Ironically, Trump chose a global platform like the United Nations to rally against globalism and put forth his nationalist rhetoric. “The future belongs to sovereign and independent nations, who protect their citizens, respect their neighbours and honour the differences that make each country special and unique.”

He added, “The free world must embrace its national foundations. It must not attempt to erase them, or replace them. The true good of the nation can only be pursued by those who love it, by citizens who are rooted in its history, who are nourished by its culture, committed to its values, attached to its people.”

During his 36-minute speech, Trump repeatedly referred to “patriots”, an undefined group of citizens uniquely able to interpret national interest. “Patriots see a nation and its destiny in ways no one else can. Liberty is only preserved, sovereignty is only secure, democracy is only sustained, greatness is only realised by the will and devotion of patriots,” he said.

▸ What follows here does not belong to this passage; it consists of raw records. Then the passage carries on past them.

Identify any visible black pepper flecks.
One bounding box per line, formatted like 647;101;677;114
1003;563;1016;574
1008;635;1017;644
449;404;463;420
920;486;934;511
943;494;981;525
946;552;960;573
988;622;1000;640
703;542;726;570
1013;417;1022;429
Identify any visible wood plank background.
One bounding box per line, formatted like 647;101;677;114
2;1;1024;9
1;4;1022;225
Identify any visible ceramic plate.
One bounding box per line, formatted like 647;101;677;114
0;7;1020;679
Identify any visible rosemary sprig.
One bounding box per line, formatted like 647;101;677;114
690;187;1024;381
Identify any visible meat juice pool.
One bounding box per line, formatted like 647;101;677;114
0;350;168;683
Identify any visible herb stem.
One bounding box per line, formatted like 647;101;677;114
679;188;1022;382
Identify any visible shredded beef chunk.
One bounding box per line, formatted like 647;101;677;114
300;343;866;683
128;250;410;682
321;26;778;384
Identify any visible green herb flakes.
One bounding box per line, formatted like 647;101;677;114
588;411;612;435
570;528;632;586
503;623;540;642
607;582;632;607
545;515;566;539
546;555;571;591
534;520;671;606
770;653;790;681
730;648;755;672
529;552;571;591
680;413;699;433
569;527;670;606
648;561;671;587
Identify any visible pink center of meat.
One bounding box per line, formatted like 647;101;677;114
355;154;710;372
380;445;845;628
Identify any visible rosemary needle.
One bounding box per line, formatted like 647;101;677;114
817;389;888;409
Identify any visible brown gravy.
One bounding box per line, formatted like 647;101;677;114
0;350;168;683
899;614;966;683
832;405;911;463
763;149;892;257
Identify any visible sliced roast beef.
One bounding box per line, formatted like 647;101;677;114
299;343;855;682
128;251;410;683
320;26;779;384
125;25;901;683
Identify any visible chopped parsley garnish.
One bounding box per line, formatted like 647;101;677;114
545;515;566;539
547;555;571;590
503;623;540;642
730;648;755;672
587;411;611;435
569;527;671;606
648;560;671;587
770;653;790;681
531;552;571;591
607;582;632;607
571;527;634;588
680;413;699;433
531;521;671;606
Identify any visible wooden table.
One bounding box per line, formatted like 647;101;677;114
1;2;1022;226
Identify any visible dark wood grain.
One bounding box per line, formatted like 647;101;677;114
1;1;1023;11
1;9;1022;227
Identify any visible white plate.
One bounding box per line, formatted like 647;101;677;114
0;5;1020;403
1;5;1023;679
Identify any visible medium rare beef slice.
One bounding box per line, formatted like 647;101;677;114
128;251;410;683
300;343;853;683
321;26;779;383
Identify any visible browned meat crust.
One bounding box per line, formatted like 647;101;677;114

But why is the president of the most powerful country in the world so scared of globalism and so taken by patriotism? Given that the United States was born out of an act of rebellion, and one with a faith in the whole world being the oyster of its founding fathers, Trump’s speech points yet again to his myopic foreign policy doctrine. Closed-door, right-wing, purblind — all these words and more like them — describe Trump’s approach to international relations.

“Americans know that in a world where others seek conquest and domination, our nation must be strong in wealth, in might, and in spirit,” Trump stated. “That is why the United States vigorously defends the traditions and customs that have made us who we are.”

Trump railed against globalism, which he claimed had “exerted a religious pall over past leaders causing them to ignore their own national interests”.

He added, “Looking around and all over this large, magnificent planet, the truth is plain to see. If you want freedom, take pride in your country. If you want democracy, hold on to your sovereignty. And if you want peace, love your nation. Wise leaders always put the good of their own people and their own country first.”

Trump also criticised China and its “massive market barriers”. He complained about product dumping practices and forced technology transfers. He took to task the World Trade Organisation for being unable to compel China to liberalise its economy, and wanted “drastic change” in the worldwide trade system. Trump said that the second-largest economy in the world should not be allowed to call itself a developing country, especially at the expense of others.

All this makes one wonder if these are thoughts and beliefs of the (theoretically) most powerful person in the world or those of a tinpot dictator of some third world island nation, who is ‘scared’ of strangers and wary of geopolitical novelty.